Re: [PATCH v2] inotify: Extend ioctl to allow to request id of new watch descriptor

Kirill Tkhai <ktkhai@xxxxxxxxxxxxx> · Mon, 12 Feb 2018 11:42:15 +0300

On 11.02.2018 14:30, Stef Bon wrote:
> 2018-02-09 23:45 GMT+01:00 Kirill Tkhai <ktkhai@xxxxxxxxxxxxx>:
>> On 09.02.2018 23:56, Andrew Morton wrote:
>>> On Fri, 9 Feb 2018 18:04:54 +0300 Kirill Tkhai <ktkhai@xxxxxxxxxxxxx> wrote:
>>>
>>>> Watch descriptor is id of the watch created by inotify_add_watch().
>>>> It is allocated in inotify_add_to_idr(), and takes the numbers
>>>> starting from 1. Every new inotify watch obtains next available
>>>> number (usually, old + 1), as served by idr_alloc_cyclic().
>>>>
>>>> CRIU (Checkpoint/Restore In Userspace) project supports inotify
>>>> files, and restores watched descriptors with the same numbers,
>>>> they had before dump. Since there was no kernel support, we
>>>> had to use cycle to add a watch with specific descriptor id:
>>>>
>>>>      while (1) {
>>>>              int wd;
>>>>
>>>>              wd = inotify_add_watch(inotify_fd, path, mask);
>>>>              if (wd < 0) {
>>>>                      break;
>>>>              } else if (wd == desired_wd_id) {
>>>>                      ret = 0;
>>>>                      break;
>>>>              }
>>>>
>>>>              inotify_rm_watch(inotify_fd, wd);
>>>>      }
>>>>
>>>> (You may find the actual code at the below link:
>>>>  https://github.com/checkpoint-restore/criu/blob/v3.7/criu/fsnotify.c#L577)
> 
> Well using a ioctl command to force a specific wd is possible, but
> isn't it also possible
> to do a "freeze" of all (inotify) watches which are involved, and
> "unfreeze" when restoring?

Regarding C/R, all inotifies are involved ;) Also, all regular files, sockets,
memory mappings, etc. 

Checkpoint code attaches to a process via ptrace() and injects parasite code,
which collects data and metadata of all the process's entities. It's rather
difficult action, because several processes may be checkpointed, and they may
share files/memory mappings/fs/etc. Also, they may be related to different
namespaces. It's long to tell. You may dive into CRIU code, if you're interested.
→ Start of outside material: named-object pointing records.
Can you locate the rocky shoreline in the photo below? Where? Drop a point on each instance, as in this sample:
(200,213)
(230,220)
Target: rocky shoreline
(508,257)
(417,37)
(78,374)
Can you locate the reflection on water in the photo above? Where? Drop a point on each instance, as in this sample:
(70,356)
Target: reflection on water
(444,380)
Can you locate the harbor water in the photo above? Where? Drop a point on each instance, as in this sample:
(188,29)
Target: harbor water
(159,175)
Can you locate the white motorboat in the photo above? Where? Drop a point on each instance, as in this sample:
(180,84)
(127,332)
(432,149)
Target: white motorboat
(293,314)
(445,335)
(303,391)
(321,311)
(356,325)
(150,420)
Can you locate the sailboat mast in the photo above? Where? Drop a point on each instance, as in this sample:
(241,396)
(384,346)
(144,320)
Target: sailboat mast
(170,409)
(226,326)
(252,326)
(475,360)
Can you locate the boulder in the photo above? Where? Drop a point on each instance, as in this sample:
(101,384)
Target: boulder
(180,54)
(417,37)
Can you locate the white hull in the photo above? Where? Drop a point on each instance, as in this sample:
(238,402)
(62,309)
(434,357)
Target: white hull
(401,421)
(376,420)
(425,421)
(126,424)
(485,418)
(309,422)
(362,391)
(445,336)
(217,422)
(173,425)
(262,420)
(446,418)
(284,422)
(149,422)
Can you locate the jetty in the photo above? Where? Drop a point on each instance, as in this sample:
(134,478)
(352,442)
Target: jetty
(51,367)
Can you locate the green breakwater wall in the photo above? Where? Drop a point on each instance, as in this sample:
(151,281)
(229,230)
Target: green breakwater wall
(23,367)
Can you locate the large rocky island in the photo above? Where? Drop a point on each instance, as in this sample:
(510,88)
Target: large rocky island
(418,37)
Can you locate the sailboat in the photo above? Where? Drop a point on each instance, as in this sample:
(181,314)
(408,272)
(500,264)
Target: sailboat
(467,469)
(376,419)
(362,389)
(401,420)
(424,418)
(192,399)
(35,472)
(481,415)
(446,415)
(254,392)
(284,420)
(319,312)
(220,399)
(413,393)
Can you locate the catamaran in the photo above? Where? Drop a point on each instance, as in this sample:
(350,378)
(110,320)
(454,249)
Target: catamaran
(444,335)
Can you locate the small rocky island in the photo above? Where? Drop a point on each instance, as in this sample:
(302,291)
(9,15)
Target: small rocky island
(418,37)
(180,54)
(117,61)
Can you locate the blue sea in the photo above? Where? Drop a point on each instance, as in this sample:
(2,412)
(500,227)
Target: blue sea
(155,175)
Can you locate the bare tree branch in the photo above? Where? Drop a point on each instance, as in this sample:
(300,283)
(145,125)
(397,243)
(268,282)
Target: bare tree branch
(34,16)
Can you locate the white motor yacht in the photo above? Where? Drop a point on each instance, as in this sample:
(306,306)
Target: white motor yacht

Then, restore code tries to recreate the processes from ground (possible,
on another physical machine). It uses standard linux system calls to do that,
i.e., it starts from clone() and then creates everything else. When there is
the time to restore a file (inotify in our case), standard linux inotify_init1()
is called. We create the inotify fd, then dup2() it to appropriate number.
Then, we need to add watched files/directories to the inotify. And they must
be added with the same watch descriptor id, as they was at checkpoint time.
We use inotify_add_watch() and it returns id == 1, as you can see in kernel
code. But we need another id, say, 0xfffff. And there is no syscall like dup2()
for inotify watch descriptors. So, we use cyclic inotify_add_watch()/inotify_rm_watch()
as next inotify_add_watch() returns incremented id (see the kernel) despite inotify_rm_watch()
was called to remove old. After 0xfffff-1 iterations, inotify_add_watch() reaches
id we need and returns it. This scheme is very slow, and the patch allows to
restory inotify using 2 syscalls only (ioctl+inotify_add_watch).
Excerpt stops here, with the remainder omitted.